Reviewed by MARGIE THOMSON
The title does not lie: this is indeed about the massive 79AD eruption, and yet Harris, a former political editor of Britain's Observer, builds into the historical drama a sensibility for the geo-politics of our own time, in particular the power of the United States and the American Dream.
Under his pen, the apocalypse of Pompeii becomes, if not quite a judgment on the corruption that was eating away at Roman society, at least a warning to mighty civilisations that they will not last forever. Nature is king. The gods, in this case Vulcan, will have the last laugh.

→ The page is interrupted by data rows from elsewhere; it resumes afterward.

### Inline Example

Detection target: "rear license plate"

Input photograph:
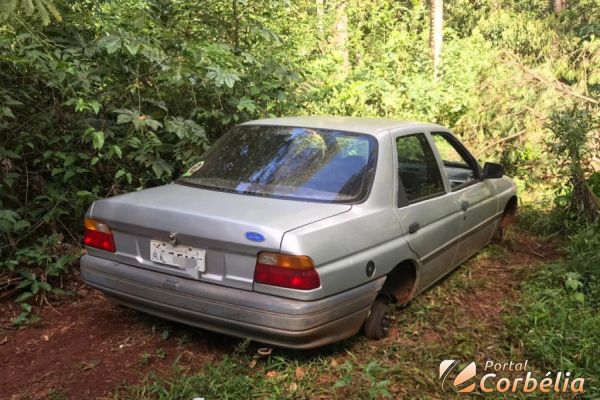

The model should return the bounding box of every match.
[150,240,206,275]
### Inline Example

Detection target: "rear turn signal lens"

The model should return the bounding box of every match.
[254,252,321,290]
[83,218,117,253]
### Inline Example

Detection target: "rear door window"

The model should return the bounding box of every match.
[396,133,445,206]
[431,132,479,190]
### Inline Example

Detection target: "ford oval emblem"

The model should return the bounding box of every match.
[246,232,265,242]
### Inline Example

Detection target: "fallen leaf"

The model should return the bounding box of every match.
[267,371,279,378]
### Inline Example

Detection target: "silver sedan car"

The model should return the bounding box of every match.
[81,117,517,348]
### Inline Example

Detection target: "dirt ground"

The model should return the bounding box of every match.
[0,231,557,400]
[0,280,236,399]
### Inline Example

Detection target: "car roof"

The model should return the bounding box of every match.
[241,116,446,136]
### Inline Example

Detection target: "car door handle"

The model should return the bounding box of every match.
[408,222,421,233]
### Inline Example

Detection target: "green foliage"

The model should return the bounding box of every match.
[509,226,600,393]
[0,0,299,311]
[548,107,600,222]
[116,354,391,400]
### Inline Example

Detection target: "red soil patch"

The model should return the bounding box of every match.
[0,282,234,399]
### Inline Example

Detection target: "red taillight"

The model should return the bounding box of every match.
[83,218,117,253]
[254,253,321,290]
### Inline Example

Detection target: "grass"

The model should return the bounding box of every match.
[114,218,600,399]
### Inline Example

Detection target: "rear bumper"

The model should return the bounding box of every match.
[81,255,385,349]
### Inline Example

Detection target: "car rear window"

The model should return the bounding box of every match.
[177,125,377,203]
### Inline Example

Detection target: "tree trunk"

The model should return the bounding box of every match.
[429,0,444,79]
[333,0,350,72]
[316,0,325,39]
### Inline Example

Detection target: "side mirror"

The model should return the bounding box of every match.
[483,163,504,179]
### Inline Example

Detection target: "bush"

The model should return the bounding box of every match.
[509,226,600,393]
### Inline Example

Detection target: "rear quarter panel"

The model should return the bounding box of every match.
[281,132,419,299]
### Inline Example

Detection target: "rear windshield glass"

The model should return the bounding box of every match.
[178,125,377,203]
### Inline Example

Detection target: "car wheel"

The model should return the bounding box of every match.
[363,298,391,340]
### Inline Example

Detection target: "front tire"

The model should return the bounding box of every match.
[363,298,391,340]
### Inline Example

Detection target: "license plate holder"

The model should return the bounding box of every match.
[150,240,206,278]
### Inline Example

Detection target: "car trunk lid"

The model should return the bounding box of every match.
[88,184,351,290]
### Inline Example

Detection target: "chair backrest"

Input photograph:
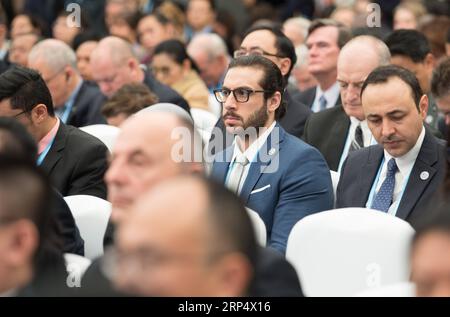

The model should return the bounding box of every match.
[286,208,414,296]
[355,282,416,297]
[245,207,267,247]
[64,195,111,259]
[64,253,91,287]
[191,108,217,144]
[330,170,340,204]
[80,124,120,152]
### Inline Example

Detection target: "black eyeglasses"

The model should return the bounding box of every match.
[214,87,273,102]
[233,47,284,58]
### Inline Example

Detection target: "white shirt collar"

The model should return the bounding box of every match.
[384,126,425,177]
[231,121,276,162]
[314,81,340,109]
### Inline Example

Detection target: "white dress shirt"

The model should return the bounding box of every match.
[337,117,377,173]
[367,127,425,216]
[225,121,276,193]
[311,82,340,112]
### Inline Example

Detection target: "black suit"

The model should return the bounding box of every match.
[51,190,84,255]
[292,86,342,108]
[80,247,303,297]
[144,71,191,113]
[67,81,106,127]
[41,122,108,199]
[303,105,350,171]
[336,130,446,227]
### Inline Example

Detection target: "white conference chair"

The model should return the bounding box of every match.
[64,253,91,283]
[64,195,111,260]
[330,170,340,204]
[245,207,267,247]
[80,124,120,152]
[355,282,416,297]
[191,108,217,144]
[286,208,414,296]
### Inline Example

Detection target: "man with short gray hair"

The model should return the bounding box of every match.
[28,39,106,127]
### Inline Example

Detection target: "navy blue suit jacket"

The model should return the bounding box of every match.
[211,123,333,253]
[336,130,446,227]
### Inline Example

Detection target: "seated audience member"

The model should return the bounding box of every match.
[336,65,446,227]
[82,110,302,296]
[210,54,333,254]
[385,30,438,128]
[111,176,257,297]
[8,33,39,66]
[0,66,108,199]
[28,39,105,127]
[303,35,391,172]
[411,199,450,297]
[0,158,70,297]
[431,57,450,135]
[102,83,158,127]
[90,36,189,112]
[152,40,209,110]
[0,118,84,255]
[10,14,42,40]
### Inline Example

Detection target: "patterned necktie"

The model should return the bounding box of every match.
[371,158,398,212]
[319,95,327,111]
[227,153,249,194]
[349,124,364,152]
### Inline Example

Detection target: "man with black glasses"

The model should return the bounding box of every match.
[210,54,333,253]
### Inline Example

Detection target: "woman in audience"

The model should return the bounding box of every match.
[137,2,185,64]
[152,40,209,110]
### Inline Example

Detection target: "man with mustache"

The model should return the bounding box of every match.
[210,55,333,253]
[336,65,446,227]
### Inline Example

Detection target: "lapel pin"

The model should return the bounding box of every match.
[420,171,430,181]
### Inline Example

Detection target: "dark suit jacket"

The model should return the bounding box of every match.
[211,123,333,254]
[67,81,106,127]
[144,71,191,113]
[78,247,303,297]
[279,92,312,138]
[303,105,350,171]
[52,190,84,255]
[41,122,108,199]
[336,130,446,227]
[293,87,342,109]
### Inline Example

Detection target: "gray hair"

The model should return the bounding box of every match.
[28,39,77,71]
[187,33,229,59]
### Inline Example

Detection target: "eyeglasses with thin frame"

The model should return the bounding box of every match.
[214,87,273,103]
[233,47,284,58]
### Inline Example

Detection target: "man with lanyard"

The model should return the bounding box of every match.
[28,39,106,127]
[336,65,446,227]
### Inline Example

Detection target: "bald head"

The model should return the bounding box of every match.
[105,112,203,222]
[337,35,391,121]
[89,36,145,97]
[115,176,256,296]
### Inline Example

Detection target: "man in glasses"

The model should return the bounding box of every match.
[210,55,333,253]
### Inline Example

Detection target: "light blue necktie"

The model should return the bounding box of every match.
[371,158,398,212]
[319,95,327,111]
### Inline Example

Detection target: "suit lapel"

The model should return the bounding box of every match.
[212,146,234,184]
[239,123,284,204]
[41,121,66,175]
[396,131,438,219]
[355,145,384,207]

Marcus Attilius, a young engineer from Rome, has been ordered to the Bay of Naples to take charge of the Aqua Augusta, the magnificent aqueduct that supplies water to the nine towns in the area. His predecessor has disappeared and it's clear there is some sort of public scandal being covered up - a whiff of corruption that leads to the most powerful man in Pompeii, Ampliatus.

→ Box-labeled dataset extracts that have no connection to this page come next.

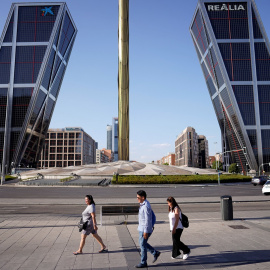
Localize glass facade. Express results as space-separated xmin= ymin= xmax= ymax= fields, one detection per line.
xmin=190 ymin=0 xmax=270 ymax=173
xmin=112 ymin=117 xmax=118 ymax=161
xmin=0 ymin=2 xmax=77 ymax=173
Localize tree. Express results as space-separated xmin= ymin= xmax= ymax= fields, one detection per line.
xmin=229 ymin=163 xmax=239 ymax=173
xmin=212 ymin=160 xmax=223 ymax=171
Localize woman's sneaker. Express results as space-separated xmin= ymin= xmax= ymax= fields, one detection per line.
xmin=171 ymin=255 xmax=181 ymax=260
xmin=183 ymin=251 xmax=190 ymax=260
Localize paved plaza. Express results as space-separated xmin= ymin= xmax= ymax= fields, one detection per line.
xmin=0 ymin=195 xmax=270 ymax=270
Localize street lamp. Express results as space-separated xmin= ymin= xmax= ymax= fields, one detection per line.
xmin=259 ymin=162 xmax=270 ymax=175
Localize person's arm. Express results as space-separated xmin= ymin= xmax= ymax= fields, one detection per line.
xmin=172 ymin=207 xmax=180 ymax=234
xmin=91 ymin=212 xmax=98 ymax=231
xmin=143 ymin=206 xmax=152 ymax=239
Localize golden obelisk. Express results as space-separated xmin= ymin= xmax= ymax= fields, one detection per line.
xmin=118 ymin=0 xmax=129 ymax=160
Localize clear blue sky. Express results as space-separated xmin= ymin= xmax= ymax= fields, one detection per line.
xmin=0 ymin=0 xmax=270 ymax=162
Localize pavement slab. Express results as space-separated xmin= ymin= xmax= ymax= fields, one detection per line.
xmin=0 ymin=206 xmax=270 ymax=270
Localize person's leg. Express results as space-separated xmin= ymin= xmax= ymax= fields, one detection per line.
xmin=73 ymin=234 xmax=87 ymax=254
xmin=172 ymin=229 xmax=182 ymax=258
xmin=179 ymin=229 xmax=190 ymax=254
xmin=92 ymin=233 xmax=106 ymax=251
xmin=139 ymin=232 xmax=147 ymax=265
xmin=145 ymin=233 xmax=157 ymax=256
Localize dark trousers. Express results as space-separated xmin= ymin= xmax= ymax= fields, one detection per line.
xmin=172 ymin=229 xmax=190 ymax=258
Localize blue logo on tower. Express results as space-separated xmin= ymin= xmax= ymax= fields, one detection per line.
xmin=41 ymin=7 xmax=54 ymax=17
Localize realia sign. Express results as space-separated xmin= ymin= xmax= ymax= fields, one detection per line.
xmin=207 ymin=4 xmax=245 ymax=11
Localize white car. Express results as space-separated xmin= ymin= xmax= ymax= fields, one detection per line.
xmin=262 ymin=180 xmax=270 ymax=195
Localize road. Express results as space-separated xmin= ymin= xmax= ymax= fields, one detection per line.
xmin=0 ymin=201 xmax=270 ymax=216
xmin=0 ymin=183 xmax=263 ymax=199
xmin=0 ymin=184 xmax=270 ymax=215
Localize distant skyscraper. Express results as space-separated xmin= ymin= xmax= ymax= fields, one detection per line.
xmin=107 ymin=125 xmax=112 ymax=150
xmin=190 ymin=0 xmax=270 ymax=172
xmin=0 ymin=2 xmax=77 ymax=179
xmin=112 ymin=117 xmax=118 ymax=161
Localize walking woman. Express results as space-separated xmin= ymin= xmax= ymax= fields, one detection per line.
xmin=167 ymin=197 xmax=190 ymax=260
xmin=73 ymin=195 xmax=108 ymax=255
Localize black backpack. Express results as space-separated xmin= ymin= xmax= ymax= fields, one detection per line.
xmin=179 ymin=213 xmax=189 ymax=228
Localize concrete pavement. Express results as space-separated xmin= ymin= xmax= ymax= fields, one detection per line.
xmin=0 ymin=197 xmax=270 ymax=270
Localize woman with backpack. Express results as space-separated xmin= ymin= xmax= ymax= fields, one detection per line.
xmin=73 ymin=195 xmax=108 ymax=255
xmin=167 ymin=197 xmax=190 ymax=260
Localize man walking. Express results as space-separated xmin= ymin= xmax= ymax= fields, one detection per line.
xmin=135 ymin=190 xmax=160 ymax=268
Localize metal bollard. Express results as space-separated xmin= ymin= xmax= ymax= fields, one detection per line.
xmin=220 ymin=195 xmax=233 ymax=220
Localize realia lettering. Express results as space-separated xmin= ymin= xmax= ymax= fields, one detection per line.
xmin=208 ymin=4 xmax=245 ymax=11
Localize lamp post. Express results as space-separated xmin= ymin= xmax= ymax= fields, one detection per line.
xmin=259 ymin=162 xmax=270 ymax=175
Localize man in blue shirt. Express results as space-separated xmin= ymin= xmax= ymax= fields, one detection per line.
xmin=135 ymin=190 xmax=160 ymax=268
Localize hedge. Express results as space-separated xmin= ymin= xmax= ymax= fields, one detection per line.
xmin=112 ymin=174 xmax=251 ymax=185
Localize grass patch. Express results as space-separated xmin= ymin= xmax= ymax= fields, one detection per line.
xmin=112 ymin=174 xmax=251 ymax=185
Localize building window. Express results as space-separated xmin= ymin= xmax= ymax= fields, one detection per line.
xmin=50 ymin=140 xmax=56 ymax=145
xmin=69 ymin=140 xmax=74 ymax=145
xmin=49 ymin=161 xmax=55 ymax=167
xmin=57 ymin=140 xmax=63 ymax=145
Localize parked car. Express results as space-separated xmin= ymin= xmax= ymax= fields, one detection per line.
xmin=251 ymin=175 xmax=269 ymax=186
xmin=262 ymin=180 xmax=270 ymax=195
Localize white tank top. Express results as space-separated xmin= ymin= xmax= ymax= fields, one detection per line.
xmin=169 ymin=207 xmax=183 ymax=231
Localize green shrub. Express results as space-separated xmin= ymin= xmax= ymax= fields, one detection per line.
xmin=112 ymin=174 xmax=251 ymax=185
xmin=5 ymin=175 xmax=17 ymax=181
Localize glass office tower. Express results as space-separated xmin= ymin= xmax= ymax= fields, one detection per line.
xmin=190 ymin=0 xmax=270 ymax=173
xmin=0 ymin=2 xmax=77 ymax=173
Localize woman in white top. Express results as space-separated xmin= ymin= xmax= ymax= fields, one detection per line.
xmin=73 ymin=195 xmax=107 ymax=255
xmin=167 ymin=197 xmax=190 ymax=260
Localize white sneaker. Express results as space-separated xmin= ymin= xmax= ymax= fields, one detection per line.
xmin=171 ymin=255 xmax=181 ymax=260
xmin=183 ymin=252 xmax=190 ymax=260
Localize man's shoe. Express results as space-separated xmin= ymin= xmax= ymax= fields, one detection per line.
xmin=153 ymin=251 xmax=160 ymax=263
xmin=135 ymin=263 xmax=147 ymax=268
xmin=183 ymin=251 xmax=190 ymax=260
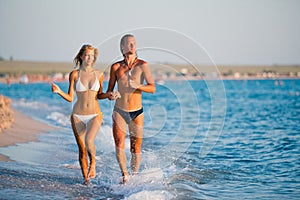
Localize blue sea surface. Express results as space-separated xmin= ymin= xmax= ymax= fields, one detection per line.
xmin=0 ymin=79 xmax=300 ymax=199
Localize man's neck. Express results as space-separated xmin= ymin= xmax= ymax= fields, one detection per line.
xmin=124 ymin=54 xmax=137 ymax=68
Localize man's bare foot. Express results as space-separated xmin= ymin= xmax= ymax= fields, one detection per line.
xmin=88 ymin=166 xmax=96 ymax=178
xmin=131 ymin=172 xmax=138 ymax=176
xmin=82 ymin=179 xmax=90 ymax=186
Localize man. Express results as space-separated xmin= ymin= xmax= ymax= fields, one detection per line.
xmin=104 ymin=34 xmax=156 ymax=183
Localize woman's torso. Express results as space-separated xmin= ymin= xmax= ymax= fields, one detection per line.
xmin=73 ymin=70 xmax=100 ymax=115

We meet this powermonger early on in the novel, and are left in no doubt that he epitomises the worst excesses of the Roman Empire. A former slave turned free-man who has exploited the system and other men for his own ends, he evilly has a slave thrown to the eels and plots the end of our hero Attilius.
The structure of the book is a countdown towards the eruption that we, of course, know is coming. A major fault develops in the Aqua Augusta, and Attilius must find and fix this before the population runs out of water - hopeless, given the impending doom, but they don't know that. Harris gives due tribute to Roman engineering, and fills his reader with a sense of awe at their great achievements.
Pompeii is part-thriller, part-historical novel, part-jolly good excuse for thrilling us yet again with stories of Roman greed and cruelty, part-thinly veiled exercise in framing research in an accessible manner. But it's strangely compelling all the same. Some literary types might say that books such as this are exactly why journalists should not write novels; others, less fussy about, say, the complexity of their characters, will say it's why they should.